Collaborators

Active Collaborations

• Accessible Path Mapping for All: Leveraging ScooterLab for Multimodal Wheeled Mobility Analytics
  Team: Vaskar Raychoudhury, Md Osman Gani, Nadim Mahmud
  Affiliation: Miami University (Department of Computer Science and Software Engineering); University of Maryland, Baltimore County (Department of Information Systems)
  Description: This project leverages ScooterLab's micromobility-sensing infrastructure to support accessible path routing and navigation for wheelchair users and others with limited mobility. The team investigates environmental and surface-level features (e.g., roughness, slope, path barriers, and facilities), integrates ScooterLab data with the MyPath AI-based routing platform, and develops cross-modal data fusion methods between e-scooter and wheelchair sensor trajectories to improve real-world accessible routing and labeling.
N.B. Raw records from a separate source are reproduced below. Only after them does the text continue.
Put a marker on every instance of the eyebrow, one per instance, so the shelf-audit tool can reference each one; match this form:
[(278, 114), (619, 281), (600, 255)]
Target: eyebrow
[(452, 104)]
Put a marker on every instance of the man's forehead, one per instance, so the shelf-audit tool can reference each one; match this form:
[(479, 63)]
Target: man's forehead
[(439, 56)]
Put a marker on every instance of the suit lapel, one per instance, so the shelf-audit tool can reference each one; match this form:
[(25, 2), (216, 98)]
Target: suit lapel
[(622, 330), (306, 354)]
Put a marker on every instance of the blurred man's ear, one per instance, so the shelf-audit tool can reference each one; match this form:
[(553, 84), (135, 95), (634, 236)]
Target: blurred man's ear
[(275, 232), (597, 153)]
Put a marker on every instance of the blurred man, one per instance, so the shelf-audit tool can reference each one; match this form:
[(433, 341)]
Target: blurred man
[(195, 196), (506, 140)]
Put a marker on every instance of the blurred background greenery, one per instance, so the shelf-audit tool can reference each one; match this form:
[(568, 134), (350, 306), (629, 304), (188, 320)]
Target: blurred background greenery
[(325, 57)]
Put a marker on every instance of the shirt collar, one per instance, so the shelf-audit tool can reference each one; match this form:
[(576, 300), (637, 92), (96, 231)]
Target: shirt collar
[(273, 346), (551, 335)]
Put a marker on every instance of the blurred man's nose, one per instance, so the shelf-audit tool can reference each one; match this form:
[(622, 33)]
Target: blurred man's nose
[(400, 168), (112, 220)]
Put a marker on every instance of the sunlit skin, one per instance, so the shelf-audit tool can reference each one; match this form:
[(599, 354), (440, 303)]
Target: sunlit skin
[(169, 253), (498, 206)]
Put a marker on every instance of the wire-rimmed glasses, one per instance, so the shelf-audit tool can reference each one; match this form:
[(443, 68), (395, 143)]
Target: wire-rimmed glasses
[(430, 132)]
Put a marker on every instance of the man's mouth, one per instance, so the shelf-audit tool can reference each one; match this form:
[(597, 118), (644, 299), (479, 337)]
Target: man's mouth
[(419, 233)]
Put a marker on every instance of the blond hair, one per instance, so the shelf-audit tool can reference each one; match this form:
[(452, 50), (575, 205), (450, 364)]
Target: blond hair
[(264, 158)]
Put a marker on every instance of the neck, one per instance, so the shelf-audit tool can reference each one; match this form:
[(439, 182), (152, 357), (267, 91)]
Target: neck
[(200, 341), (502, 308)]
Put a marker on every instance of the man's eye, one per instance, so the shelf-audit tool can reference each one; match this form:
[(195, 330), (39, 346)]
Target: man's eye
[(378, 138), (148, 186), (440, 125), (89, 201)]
• Scooting in the Heat: E-Scooters as Sensors and Mobility Enablers During Periods of Extreme Heat
  Team: Rounaq Basu
  Affiliation: Georgia Institute of Technology (School of City & Regional Planning)
  Description: This project examines how e-scooter users adapt during periods of extreme heat and how thermal comfort and environmental exposure can be measured and validated using high-resolution, ground-level data. Using ScooterLab environmental sensor data (temperature, humidity, air quality), audio data, GPS data, and participant surveys/interviews, the study analyzes changes in trip patterns, route choice, and exposure to hazardous environmental conditions to inform climate-resilient transportation planning.
• Integrating Heat and Air Quality Data into ScooterLab
  Team: Esteban Lopez Ochoa
  Affiliation: UT San Antonio (Urban and Regional Planning and Architecture)
  Description: The project combines stationary environmental sensor data with scooter-based sensing, explores adding environmental sensors to measure exterior ridership conditions on the fleet, and compares/validates ridership heat data against stationary sensors. A core goal is to use the scooter fleet to sense vulnerable neighborhoods without stationary coverage so communities and policymakers have better data for understanding extreme heat and air pollution in the built environment.
• Calibrating Affordable Environmental and Air Quality Sensors on Scooters for Urban Climate Monitoring
  Team: Farzad Hashemi, Parisa Najafian
  Affiliation: UT San Antonio (School of Architecture and Planning)
  Description: This work introduces SCOOT-sense, a framework that turns an electric scooter into an affordable and accurate mobile sensing platform for urban microclimate monitoring. Using low-cost onboard sensors for temperature, humidity, and particulate matter with GPS, and calibrating against reference instruments using machine learning models, the project demonstrates high-fidelity pedestrian-level mapping of heat and air quality across diverse urban settings in San Antonio.
• Toward Smarter Mobility: AI-Powered Safety Insights for AVs and Vulnerable Road Users
  Team: Shunhua Bai, Mason Cantu, Mahin Ramezani
  Affiliation: Texas A&M Transportation Institute (Center for Efficient Mobility University Transportation Center project)
  Description: This project investigates safety interactions between autonomous vehicles (AVs) and vulnerable road users (VRUs), including pedestrians, cyclists, and e-scooter riders, using advanced AI and data-fusion methods on high-resolution real-world data. A central component is ScooterLab e-scooter sensor data to detect abrupt maneuvers (e.g., sudden braking, rapid acceleration, sharp turns), which are analyzed alongside AV trajectory data to identify risk hotspots, built-environment factors, and behavior patterns that can inform safer urban mobility systems. The work is currently in its initial phase, focused on comprehensive literature review to guide subsequent data analysis.
• LiDAR-Based Mapping and Object Tracking: Leveling the Plain-Field for Ethical and Open Urban Sensing
  Team: Esteban Lopez Ochoa
  Affiliation: UT San Antonio (Urban and Regional Planning and Architecture)
  Description: This project develops an open, low-cost, LiDAR-only workflow for urban mapping and urban sensing (object tracking and motion analysis). The approach emphasizes privacy-preserving data collection, transparent and ethical data practices, and scalable open-source pipelines that can support distributed city-level sensing and analysis.